What is so-called Ozempic face? Plastic surgeons warn against effects of weight loss treatment

Surgeons analysed 15 celebrities who lost a large amount of weight (Sam Moghadam Khamseh/Unsplash)
Surgeons analysed 15 celebrities who lost a large amount of weight (Sam Moghadam Khamseh/Unsplash)

Weight loss treatment Ozempic has recently skyrocketed in popularity but surgeons are warning against a side effect referred to as “Ozempic face”.

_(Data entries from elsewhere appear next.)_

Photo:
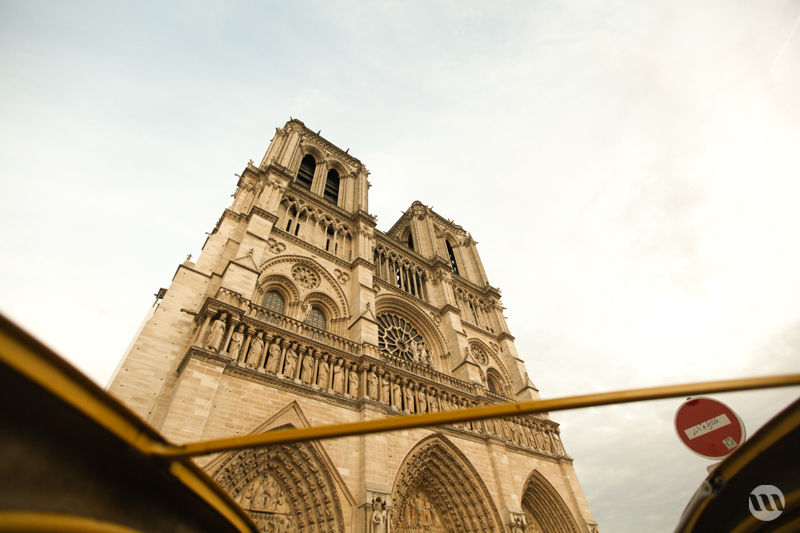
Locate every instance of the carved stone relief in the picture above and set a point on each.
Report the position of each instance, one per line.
(305, 276)
(285, 489)
(275, 247)
(437, 490)
(419, 514)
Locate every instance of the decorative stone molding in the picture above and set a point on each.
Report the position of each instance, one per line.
(438, 490)
(341, 277)
(275, 246)
(545, 511)
(305, 276)
(288, 486)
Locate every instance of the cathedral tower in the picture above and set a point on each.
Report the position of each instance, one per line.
(299, 312)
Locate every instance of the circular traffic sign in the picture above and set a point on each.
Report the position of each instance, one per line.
(708, 427)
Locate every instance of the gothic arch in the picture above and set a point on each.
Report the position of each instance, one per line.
(279, 283)
(308, 149)
(437, 487)
(338, 295)
(284, 487)
(492, 361)
(495, 381)
(325, 303)
(338, 166)
(544, 508)
(390, 303)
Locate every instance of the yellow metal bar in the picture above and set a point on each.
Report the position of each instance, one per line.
(31, 521)
(464, 415)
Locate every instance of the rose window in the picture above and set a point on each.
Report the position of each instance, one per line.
(399, 338)
(305, 276)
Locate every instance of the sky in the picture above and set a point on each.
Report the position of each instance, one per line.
(630, 171)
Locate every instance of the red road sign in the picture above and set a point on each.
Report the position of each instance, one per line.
(708, 427)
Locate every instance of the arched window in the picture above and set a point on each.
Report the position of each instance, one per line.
(273, 301)
(495, 383)
(494, 387)
(305, 176)
(452, 256)
(316, 318)
(332, 187)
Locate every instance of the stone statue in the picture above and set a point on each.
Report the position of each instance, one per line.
(291, 361)
(307, 369)
(254, 354)
(378, 520)
(352, 383)
(274, 357)
(322, 374)
(338, 377)
(422, 402)
(414, 348)
(236, 342)
(433, 403)
(217, 333)
(397, 396)
(385, 390)
(372, 385)
(409, 397)
(305, 310)
(423, 352)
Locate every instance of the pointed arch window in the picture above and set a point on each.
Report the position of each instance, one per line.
(273, 301)
(332, 187)
(452, 256)
(316, 318)
(305, 176)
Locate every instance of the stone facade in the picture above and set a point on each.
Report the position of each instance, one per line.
(299, 312)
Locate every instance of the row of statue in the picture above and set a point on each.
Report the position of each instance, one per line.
(289, 360)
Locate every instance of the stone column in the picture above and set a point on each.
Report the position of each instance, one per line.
(301, 354)
(245, 346)
(362, 383)
(223, 349)
(262, 359)
(284, 345)
(201, 332)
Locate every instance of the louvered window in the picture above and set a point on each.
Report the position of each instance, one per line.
(316, 318)
(305, 176)
(273, 301)
(452, 256)
(332, 187)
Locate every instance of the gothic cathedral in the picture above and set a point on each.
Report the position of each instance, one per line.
(299, 312)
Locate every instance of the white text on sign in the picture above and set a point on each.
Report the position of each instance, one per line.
(707, 426)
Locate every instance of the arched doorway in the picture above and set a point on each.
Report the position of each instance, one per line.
(284, 488)
(437, 490)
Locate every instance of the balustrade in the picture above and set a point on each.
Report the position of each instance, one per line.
(277, 345)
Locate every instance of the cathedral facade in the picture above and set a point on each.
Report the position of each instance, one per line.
(300, 312)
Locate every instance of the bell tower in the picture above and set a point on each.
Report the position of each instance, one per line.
(300, 312)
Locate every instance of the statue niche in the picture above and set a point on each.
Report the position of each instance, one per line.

“Ozempic face is essentially the same characteristics that we see when patients have rapid or regular weight loss,” Dr Smita Ramanadham, a plastic surgeon in New Jersey, told the Daily Mail.

“We see a loss of volume in the face, and when we lose fat in the face we see signs like the cheeks are more sunken in, more sagging skin and a general hollowing out of the features.”

After examining pics of 15 celebrities who lost a large amount of weight, a panel of surgeons speculated that at least half may have had the symptoms.

The surgeons analysed the case of actor John Goodman, 71, who shed nearly 200 pounds – nearly half his heaviest weight – since 2007.

However, Goodman has denied taking Ozempic and credits dieting, exercise and giving up booze for his pound-shedding pilgrimage.

They also pointed to Sharon Osbourne, who reportedly lost 42 pounds on the drug, as the most dramatic example of the side effect.

What is Ozempic face?

According to surgeons, Ozempic face is a term referring to side effects of taking Ozempic – it comes with sunken eyes, gaunt cheeks and saggy skin, often making the Ozempic user appear older and more deflated.

Dr Paul Jarrod Frank, a cosmetic and celebrity dermatologist, coined the term after treating many individuals with this symptom.

Ozempic can cause rapid weight loss that is often more pronounced on the face.

Facial fat serves a protective function and affects facial aesthetics and elasticity, Medical News Today said. Weight loss can cause dermatological changes and shrinking because the fat that stretches and cushions the skin is no longer in place.

What is Ozempic?

Adults with type 2 diabetes use the once-weekly injectable drug Ozempic to help control their blood sugar levels.

Despite Ozempic not being classified as a weight-loss medication, research indicates that those who use it may experience slight weight reduction while doing so.

The drug works by mimicking a naturally occurring hormone. As those hormone levels rise, the molecules go to your brain, telling it you're full. It also slows digestion by increasing the time it takes for food to leave the body (similar to the effect of bariatric surgery).

However, Ozempic has been said to be an ineffective treatment long-term. In January, several Ozempic users claimed they stopped taking the drug and ended up regaining more weight than they lost.